Abstract
Creating and teaching successful writing and communication assignments for biology undergraduate students can be challenging for faculty trying to balance the teaching of technical content. The growing body of published research and scholarship on effective teaching of writing and communication in biology can help inform such work, but there are also local resources available to support writing within biology courses that may be unfamiliar to science faculty and instructors. In this article, we discuss common on-campus resources biology faculty can make use of when incorporating writing and communication into their teaching. We present the missions, histories, and potential collaboration outcomes of three major on-campus writing resources: writing across the curriculum and writing in the disciplines initiatives (WAC/WID), writing programs, and writing centers. We explain some of the common misconceptions about these resources in order to help biology faculty understand their uses and limits, and we offer guiding questions faculty might ask the directors of these resources to start productive conversations. Collaboration with these resources will likely save faculty time and effort on curriculum development and, more importantly, will help biology students develop and improve their critical reading, writing, and communication skills.
INTRODUCTION
Communicating ideas and discoveries in biology is arguably as essential and challenging as conducting the science itself. Writing and communication tasks can be assigned both to help biology students learn area content and to prepare them to conduct and communicate research effectively. Both the 2012 American Society for Microbiology (ASM) Curriculum Guidelines (1) and the 2009 American Association for the Advancement of Science (AAAS) Vision and Change report on undergraduate biology education (2) recognize the importance of effective communication, particularly emphasizing the need to facilitate effective collaboration across disciplines. Well-designed writing assignments are correlated with reports of persistent gains in higher-order learning, integrative learning, and reflective learning (3), according to a recent survey of over 70,000 US undergraduates. This study further suggests that it is the quality of the assignment, rather than the required amount of writing, that matters most.

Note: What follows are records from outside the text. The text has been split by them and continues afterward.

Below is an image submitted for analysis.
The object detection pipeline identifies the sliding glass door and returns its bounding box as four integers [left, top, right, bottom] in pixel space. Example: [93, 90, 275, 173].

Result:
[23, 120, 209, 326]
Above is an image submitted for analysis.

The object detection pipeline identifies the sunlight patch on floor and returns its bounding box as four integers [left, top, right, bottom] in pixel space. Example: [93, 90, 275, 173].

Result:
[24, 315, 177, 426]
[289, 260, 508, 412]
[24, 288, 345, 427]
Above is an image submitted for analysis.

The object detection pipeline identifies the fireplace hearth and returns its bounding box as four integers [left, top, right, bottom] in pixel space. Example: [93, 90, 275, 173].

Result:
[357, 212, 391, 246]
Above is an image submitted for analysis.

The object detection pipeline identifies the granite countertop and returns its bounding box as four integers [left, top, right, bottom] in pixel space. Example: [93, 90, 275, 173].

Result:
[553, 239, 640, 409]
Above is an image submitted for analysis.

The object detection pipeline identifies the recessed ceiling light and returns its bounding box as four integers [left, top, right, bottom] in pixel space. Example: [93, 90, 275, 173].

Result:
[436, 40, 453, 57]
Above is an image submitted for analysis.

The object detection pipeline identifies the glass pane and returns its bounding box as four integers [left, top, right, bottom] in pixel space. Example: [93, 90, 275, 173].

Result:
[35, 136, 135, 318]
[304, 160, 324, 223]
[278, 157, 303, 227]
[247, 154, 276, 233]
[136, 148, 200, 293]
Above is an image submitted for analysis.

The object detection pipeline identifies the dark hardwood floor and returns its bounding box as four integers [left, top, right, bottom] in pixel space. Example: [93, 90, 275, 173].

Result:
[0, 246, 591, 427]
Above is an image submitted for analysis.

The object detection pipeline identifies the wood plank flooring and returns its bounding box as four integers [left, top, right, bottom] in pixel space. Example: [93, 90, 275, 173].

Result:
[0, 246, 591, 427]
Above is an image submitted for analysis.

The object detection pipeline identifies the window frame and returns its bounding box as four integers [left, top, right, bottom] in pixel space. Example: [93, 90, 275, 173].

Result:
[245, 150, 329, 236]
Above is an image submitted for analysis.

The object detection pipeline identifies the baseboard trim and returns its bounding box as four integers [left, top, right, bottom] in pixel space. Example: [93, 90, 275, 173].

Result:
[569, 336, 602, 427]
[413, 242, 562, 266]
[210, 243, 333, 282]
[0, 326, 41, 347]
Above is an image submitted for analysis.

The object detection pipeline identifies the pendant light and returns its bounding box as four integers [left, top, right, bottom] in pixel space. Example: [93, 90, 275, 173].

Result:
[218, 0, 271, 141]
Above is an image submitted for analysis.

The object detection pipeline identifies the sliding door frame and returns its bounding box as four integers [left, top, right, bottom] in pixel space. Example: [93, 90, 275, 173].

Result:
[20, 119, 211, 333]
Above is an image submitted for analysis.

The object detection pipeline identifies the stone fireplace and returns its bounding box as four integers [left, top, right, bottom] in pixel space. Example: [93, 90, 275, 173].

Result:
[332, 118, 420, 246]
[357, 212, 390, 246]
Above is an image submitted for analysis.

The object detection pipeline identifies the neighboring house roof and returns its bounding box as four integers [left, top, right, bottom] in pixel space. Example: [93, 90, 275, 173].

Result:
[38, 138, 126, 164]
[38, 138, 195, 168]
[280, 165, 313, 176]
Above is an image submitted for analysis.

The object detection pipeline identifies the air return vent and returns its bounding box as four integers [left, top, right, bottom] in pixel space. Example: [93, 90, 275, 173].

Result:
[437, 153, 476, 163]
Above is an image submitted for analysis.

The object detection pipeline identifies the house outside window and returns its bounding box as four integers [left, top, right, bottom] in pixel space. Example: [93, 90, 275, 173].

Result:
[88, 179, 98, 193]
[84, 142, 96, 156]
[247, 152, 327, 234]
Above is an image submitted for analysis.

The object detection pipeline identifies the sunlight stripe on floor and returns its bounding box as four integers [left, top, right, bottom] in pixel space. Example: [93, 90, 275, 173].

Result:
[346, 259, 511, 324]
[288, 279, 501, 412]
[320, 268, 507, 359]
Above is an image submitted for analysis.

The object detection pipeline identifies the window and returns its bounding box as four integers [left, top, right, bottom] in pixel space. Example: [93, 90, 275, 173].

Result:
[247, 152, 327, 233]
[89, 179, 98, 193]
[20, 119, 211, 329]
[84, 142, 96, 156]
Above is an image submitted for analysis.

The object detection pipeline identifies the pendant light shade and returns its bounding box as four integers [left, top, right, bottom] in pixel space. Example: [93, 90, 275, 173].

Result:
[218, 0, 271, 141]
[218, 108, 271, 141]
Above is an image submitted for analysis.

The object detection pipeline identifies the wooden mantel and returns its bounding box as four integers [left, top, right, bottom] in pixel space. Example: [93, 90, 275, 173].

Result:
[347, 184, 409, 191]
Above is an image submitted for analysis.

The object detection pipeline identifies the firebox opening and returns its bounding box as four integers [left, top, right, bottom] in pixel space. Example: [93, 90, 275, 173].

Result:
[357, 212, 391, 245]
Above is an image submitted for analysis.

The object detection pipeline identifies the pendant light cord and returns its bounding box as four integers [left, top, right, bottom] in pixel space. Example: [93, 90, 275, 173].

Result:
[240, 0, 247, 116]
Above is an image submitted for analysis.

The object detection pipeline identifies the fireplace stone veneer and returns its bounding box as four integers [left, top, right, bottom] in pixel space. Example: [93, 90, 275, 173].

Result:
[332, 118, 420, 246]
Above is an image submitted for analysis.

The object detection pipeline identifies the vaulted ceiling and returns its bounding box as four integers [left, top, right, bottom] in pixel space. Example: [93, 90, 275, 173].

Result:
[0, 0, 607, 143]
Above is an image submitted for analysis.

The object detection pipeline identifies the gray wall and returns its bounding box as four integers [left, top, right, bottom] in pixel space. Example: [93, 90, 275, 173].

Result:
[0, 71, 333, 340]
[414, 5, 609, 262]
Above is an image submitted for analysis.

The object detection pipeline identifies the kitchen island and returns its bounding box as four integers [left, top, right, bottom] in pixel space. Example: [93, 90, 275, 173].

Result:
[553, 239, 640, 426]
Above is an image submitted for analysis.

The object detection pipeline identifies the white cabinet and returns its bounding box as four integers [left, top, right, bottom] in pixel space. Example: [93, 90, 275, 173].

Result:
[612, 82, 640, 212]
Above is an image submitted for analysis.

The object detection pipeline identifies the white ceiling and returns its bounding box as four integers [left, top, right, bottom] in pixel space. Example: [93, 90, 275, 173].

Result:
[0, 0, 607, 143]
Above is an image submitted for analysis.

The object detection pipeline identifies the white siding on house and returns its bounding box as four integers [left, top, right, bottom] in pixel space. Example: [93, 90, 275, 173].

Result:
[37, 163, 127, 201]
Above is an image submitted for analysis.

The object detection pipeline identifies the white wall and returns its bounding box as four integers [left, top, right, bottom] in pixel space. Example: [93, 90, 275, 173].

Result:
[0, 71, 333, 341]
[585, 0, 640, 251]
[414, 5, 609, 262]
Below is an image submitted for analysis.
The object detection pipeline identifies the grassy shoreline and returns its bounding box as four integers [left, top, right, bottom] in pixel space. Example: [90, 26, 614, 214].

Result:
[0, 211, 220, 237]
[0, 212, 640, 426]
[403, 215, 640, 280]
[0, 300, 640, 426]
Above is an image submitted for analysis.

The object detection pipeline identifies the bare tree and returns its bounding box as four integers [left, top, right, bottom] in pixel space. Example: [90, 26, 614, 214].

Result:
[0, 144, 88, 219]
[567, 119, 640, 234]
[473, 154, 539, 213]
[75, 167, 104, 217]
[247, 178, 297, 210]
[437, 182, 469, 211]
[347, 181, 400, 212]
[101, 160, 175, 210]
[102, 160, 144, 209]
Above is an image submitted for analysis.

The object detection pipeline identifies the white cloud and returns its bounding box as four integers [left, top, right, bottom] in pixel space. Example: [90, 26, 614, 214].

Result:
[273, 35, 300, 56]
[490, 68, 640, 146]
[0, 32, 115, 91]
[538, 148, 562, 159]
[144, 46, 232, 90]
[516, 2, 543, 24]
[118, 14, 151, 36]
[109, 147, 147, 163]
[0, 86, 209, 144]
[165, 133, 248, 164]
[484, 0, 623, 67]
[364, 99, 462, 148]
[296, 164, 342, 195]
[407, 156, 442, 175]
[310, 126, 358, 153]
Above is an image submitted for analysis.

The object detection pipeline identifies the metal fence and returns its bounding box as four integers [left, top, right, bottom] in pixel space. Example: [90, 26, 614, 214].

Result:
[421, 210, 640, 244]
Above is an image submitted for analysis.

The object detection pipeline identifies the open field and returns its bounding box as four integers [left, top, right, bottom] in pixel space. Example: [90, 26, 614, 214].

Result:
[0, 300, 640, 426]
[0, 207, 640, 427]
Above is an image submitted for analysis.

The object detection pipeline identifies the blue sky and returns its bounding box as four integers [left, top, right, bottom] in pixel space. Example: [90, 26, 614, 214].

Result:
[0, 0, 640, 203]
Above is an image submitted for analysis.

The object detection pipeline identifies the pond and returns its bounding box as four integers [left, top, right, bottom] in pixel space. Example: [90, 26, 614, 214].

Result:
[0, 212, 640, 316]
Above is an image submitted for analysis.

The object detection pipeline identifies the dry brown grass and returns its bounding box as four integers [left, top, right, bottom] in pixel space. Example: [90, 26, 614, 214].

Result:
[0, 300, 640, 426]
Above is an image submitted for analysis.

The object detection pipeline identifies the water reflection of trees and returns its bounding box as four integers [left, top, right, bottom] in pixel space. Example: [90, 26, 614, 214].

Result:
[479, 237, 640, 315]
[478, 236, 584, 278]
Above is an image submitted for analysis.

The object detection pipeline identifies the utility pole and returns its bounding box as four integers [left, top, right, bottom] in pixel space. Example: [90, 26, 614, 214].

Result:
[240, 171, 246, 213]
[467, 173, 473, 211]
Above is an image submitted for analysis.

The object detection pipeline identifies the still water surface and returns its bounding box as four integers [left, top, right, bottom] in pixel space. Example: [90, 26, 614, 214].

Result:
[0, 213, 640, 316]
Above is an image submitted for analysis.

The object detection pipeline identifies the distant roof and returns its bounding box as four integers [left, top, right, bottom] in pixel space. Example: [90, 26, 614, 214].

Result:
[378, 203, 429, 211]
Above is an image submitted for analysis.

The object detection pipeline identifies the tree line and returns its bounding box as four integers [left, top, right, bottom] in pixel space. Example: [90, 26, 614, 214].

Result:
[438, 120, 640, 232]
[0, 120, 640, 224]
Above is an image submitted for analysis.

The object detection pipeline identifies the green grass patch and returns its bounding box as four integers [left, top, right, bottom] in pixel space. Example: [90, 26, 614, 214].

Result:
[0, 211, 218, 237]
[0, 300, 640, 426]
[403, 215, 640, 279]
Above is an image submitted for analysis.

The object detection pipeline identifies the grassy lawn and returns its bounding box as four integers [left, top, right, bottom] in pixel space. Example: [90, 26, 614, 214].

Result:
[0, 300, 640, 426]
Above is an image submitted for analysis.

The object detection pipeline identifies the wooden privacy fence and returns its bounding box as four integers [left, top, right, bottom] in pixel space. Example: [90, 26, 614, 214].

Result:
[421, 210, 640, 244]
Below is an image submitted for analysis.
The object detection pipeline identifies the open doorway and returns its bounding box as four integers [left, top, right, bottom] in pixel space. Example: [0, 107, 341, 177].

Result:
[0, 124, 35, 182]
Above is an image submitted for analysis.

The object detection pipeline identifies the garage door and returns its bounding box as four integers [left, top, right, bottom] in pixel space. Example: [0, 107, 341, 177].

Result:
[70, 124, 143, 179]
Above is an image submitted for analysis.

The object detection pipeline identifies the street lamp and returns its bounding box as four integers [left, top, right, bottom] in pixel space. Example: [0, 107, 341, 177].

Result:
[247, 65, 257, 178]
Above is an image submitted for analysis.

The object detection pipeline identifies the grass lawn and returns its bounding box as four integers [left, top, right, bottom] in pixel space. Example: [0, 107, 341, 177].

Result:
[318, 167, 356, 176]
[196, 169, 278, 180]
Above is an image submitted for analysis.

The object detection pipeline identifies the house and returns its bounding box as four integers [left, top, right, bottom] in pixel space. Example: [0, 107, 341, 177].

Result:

Introducing a well-designed writing assignment, even a short one, into a microbiology or biology course can be quite challenging. Adding a writing assignment to a course typically requires taking something else out. If time for such work can be found, questions emerge regarding resources and approach: How do I develop a well-designed assignment? What can I assume my students already know about writing? What kinds of instruction or resources will biology students need to write and communicate successfully? How do I make sure students receive adequate guidance and feedback, especially if they struggle with writing?
Such challenges and questions may seem daunting or even overwhelming. This special issue of the Journal of Microbiology and Biology Education offers a wealth of evidence-based ideas and guidance, and the works cited by these articles point toward the longer history of pedagogy scholarship on communication in science. However, the increasingly robust scholarship on teaching communication in biology should not lead you to ignore the valuable local resources that exist right on your campus. Unfortunately, these local resources may be partially or totally unknown to many faculty (4).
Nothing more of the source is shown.